In that commercial the black and white parts are all shaved-headed men. They have a cadence, a march, a drone-like feel. Then a young woman in red shorts, a white halter top, bouncing breasts (See an earlier blog about the significance of this image. It’s not merely or even mainly sexual, but very powerful. I understand why women playing sports wrap theirs tightly, but those who do so for feminist reasons are making a very inhuman mistake.), and running with a sledgehammer at port arms. She runs through the automatons watching a black and white old man droning on about unity. She does a discus twirl and heave-ho’s the sledgehammer into the screen shattering it and blowing “away” the drones watching.
My commercial takes place at the Apple store. The drones will all be young women, with short hair, black one-piece jump suits watching a very young woman drone on about equality on their giant screen. And an old man will come in the doors, perhaps as in the original he’ll be pursued by running truncheon-bearing young women. As in the original, the old man will be running with the sledgehammer at port arms. He will be dressed in a wife-beater t-shirt, blue shorts, and will look his age (Guess it can’t be me, then, huh?), he will start his discus twirl but it gets slower and slower. Meanwhile the screen is displaying his name, SSN, birthdate, address, height, weight, and calculating the amount of force necessary to disable him. As his discus twirl grows ever slower he collapses and the screen zaps him.
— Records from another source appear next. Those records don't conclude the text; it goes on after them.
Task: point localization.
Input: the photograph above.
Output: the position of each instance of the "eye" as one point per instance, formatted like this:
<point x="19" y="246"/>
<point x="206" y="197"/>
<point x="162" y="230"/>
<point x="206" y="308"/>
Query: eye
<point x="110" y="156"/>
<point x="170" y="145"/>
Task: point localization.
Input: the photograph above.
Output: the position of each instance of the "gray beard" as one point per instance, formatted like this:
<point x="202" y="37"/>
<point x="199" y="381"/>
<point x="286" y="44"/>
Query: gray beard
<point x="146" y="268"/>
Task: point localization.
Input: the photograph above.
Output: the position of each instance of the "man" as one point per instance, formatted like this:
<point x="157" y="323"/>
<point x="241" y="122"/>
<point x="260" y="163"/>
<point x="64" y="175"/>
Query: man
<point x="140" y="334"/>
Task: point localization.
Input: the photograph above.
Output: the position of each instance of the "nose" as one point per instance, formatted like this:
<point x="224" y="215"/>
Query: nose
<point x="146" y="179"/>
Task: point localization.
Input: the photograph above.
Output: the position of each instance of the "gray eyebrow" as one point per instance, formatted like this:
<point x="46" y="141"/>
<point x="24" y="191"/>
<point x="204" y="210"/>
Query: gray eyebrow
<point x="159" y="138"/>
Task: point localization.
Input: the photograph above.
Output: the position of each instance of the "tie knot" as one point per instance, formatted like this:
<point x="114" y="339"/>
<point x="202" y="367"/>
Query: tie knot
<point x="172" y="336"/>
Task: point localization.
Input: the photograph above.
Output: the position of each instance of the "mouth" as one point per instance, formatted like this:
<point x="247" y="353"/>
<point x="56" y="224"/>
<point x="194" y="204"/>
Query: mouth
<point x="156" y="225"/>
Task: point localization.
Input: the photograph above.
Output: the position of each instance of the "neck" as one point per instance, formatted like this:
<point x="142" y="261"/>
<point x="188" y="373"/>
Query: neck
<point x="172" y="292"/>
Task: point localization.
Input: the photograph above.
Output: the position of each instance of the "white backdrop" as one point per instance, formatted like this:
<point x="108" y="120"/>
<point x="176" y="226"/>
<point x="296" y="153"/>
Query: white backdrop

Tight focus on his shoes now. It’s the logo of whatever brand produces this epic ad. Suddenly the old man leaps to his feet with a bounce and bounds out down the aisle blowing the watching young women “away”. Then the tag line flashes across the whole screen: We got next.
The genius of this ad is the misdirection. You think it’s about tech, but it has nothing to do with tech but tennis shoes. The implication being your brand of tennis shoes will be as big of a change and an improvement in the shoe world as the Mac was in home computing.
Anybody who can sell this to a shoe company gets 50% of the royalties. Anybody who can make this into a short and get Netflix to air it can do so for free. I just want creative consultant credit.